Eighteen states made a list of the “most vulnerable” election systems in the country in a report published Thursday by the U.S. House Administration Committee. The states included in the report were faulted for lacking several of the things voting-security advocates frequently call for, including paper records of ballots and post-election audits. The report also states that the $380 million in funds currently being distributed to states by the federal Election Assistance Commission isn’t nearly enough, and that it could cost another $1.4 billion over the next decade for every state to properly secure its election systems. All 50 states plus the District of Columbia have now requested their share of the EAC’s grant money, but the report claims that much more will be needed to upgrade election officials’ information technology, implement cybersecurity training and swap out paper-free Direct Recording Electronic ballot machines, known as DREs.
But it’s unclear how much sway the report will have in creating more election-security assistance to the states: the document was produced and signed only by the Administration Committee’s Democratic members.
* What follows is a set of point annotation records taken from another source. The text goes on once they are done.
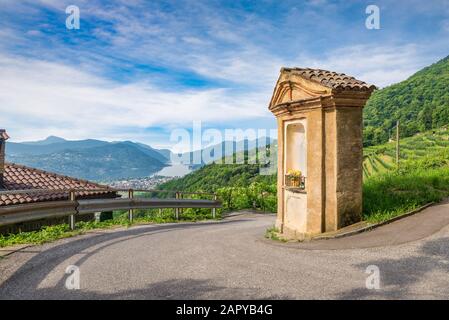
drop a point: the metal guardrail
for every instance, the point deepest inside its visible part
(72, 207)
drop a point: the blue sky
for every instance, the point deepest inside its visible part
(135, 70)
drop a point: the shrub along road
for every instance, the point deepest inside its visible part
(230, 259)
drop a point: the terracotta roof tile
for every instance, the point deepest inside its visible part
(19, 177)
(330, 79)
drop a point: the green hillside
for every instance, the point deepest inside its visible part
(420, 103)
(423, 177)
(426, 145)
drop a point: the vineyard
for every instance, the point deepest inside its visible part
(382, 158)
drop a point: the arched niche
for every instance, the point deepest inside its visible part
(296, 146)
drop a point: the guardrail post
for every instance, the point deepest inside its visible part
(131, 211)
(72, 216)
(177, 209)
(214, 210)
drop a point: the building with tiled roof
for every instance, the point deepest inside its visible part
(331, 79)
(19, 177)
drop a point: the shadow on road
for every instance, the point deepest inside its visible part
(399, 276)
(25, 281)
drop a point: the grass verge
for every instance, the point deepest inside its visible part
(52, 233)
(394, 193)
(272, 233)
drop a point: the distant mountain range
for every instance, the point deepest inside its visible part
(89, 159)
(105, 161)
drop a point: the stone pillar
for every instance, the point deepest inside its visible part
(329, 106)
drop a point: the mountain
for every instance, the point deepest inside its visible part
(48, 140)
(420, 103)
(42, 147)
(228, 148)
(89, 159)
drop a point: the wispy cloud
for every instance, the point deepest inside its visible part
(49, 98)
(138, 64)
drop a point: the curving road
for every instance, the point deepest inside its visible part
(231, 260)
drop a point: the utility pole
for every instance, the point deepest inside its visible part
(397, 143)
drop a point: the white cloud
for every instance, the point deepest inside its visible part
(41, 98)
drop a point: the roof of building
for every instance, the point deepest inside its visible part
(330, 79)
(19, 177)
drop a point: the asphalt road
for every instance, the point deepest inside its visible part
(231, 260)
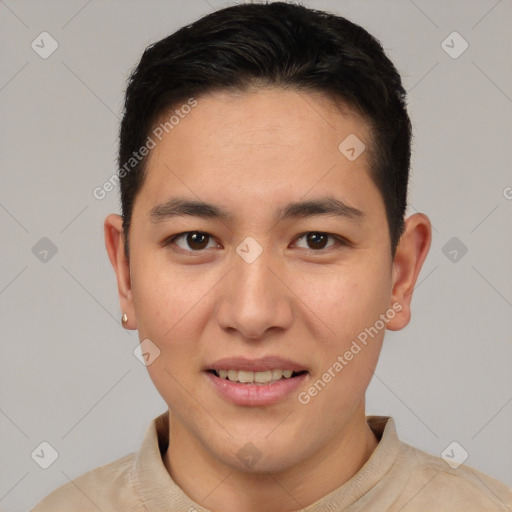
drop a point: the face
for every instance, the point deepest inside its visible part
(259, 250)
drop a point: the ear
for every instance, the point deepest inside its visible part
(409, 257)
(114, 242)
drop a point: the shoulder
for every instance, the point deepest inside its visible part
(434, 485)
(104, 488)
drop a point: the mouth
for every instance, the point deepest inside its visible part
(258, 382)
(260, 378)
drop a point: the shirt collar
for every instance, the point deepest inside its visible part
(160, 493)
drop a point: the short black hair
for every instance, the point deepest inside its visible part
(272, 44)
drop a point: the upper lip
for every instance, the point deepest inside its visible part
(256, 365)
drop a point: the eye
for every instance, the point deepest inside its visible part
(316, 240)
(193, 241)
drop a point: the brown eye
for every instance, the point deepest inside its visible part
(197, 240)
(194, 241)
(317, 240)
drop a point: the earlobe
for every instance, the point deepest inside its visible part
(409, 257)
(114, 242)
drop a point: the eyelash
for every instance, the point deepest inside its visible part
(340, 241)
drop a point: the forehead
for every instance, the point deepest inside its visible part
(266, 143)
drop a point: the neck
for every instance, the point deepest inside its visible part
(218, 486)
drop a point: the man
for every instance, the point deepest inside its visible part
(262, 252)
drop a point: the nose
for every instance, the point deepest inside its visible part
(254, 301)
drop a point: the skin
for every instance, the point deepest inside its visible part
(252, 154)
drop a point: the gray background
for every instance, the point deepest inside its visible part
(68, 375)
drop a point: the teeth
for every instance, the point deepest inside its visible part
(243, 376)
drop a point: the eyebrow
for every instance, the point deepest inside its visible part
(182, 207)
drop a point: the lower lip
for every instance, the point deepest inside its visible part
(254, 394)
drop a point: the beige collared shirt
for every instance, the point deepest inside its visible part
(397, 477)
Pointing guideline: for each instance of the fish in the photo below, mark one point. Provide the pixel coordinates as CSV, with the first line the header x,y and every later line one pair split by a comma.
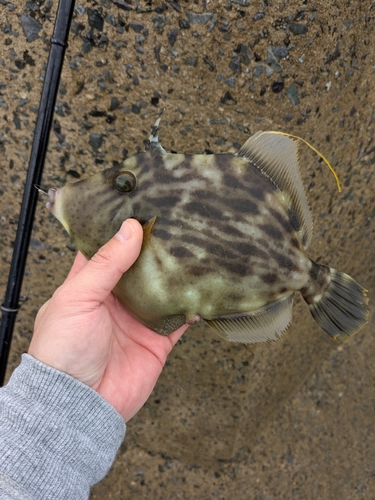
x,y
225,240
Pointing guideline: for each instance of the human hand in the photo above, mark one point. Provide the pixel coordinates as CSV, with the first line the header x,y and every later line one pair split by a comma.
x,y
84,331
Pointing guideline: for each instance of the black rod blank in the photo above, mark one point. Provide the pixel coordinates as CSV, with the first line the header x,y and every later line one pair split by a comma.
x,y
11,305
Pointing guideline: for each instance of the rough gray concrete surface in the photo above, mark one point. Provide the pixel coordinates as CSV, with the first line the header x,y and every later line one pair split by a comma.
x,y
292,419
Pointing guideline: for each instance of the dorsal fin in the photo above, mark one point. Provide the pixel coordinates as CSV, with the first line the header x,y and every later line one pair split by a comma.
x,y
276,157
268,324
153,143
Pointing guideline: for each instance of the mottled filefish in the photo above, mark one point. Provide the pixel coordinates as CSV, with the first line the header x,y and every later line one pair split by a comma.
x,y
225,240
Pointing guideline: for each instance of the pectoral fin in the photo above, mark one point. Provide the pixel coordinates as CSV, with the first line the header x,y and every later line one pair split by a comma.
x,y
147,228
268,324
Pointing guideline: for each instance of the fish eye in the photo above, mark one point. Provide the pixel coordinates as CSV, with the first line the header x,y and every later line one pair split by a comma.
x,y
125,182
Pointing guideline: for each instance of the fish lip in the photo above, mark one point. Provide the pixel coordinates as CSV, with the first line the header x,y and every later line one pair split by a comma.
x,y
52,198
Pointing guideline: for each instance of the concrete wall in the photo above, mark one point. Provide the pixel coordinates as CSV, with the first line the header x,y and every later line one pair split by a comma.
x,y
301,68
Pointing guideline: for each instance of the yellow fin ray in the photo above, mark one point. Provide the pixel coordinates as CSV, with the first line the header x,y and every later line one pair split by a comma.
x,y
311,147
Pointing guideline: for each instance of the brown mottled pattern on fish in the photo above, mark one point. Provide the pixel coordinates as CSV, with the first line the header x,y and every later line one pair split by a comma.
x,y
228,243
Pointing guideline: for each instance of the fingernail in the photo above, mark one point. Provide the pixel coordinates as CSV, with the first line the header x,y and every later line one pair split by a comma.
x,y
126,231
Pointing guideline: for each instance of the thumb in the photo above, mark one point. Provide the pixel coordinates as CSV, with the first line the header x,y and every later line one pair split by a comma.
x,y
100,275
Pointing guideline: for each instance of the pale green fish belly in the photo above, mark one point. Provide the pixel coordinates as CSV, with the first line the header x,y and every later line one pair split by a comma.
x,y
225,239
213,256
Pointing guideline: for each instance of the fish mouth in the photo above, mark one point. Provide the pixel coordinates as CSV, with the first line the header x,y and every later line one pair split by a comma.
x,y
52,198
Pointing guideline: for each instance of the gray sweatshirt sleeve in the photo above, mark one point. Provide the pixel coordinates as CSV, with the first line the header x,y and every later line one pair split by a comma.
x,y
58,437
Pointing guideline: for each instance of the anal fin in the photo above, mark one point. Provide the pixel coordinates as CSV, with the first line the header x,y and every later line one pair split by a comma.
x,y
268,324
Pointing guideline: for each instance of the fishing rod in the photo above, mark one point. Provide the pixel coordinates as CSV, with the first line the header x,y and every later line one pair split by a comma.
x,y
11,304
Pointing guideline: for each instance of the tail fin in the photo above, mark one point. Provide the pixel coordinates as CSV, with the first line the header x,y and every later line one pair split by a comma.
x,y
342,309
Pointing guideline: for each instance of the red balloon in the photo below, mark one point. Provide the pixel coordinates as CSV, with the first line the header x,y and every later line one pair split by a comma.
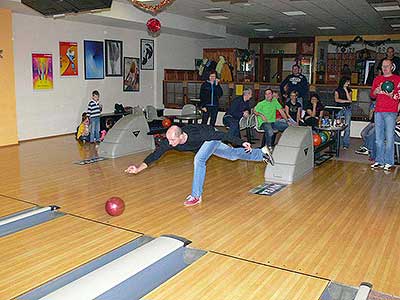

Still, it pulls in many of the most frequently mentioned faults with state election security to press its case, including U.S. intelligence agencies’ finding that hackers linked to the Russian government attempted to penetrate election officials’ systems in at least 21 states during the 2016 cycle.
The five states bunched in the top tier of vulnerable states — Delaware, Georgia, Louisiana, New Jersey and South Carolina — earned that distinction because they’re the only states that conduct all their elections on DREs that do not produce printed receipts.
“We have found that one of the most significant steps a state can take to protect its voting system is to replace paperless voting machines with voting machines that provide a paper trail,” the report reads.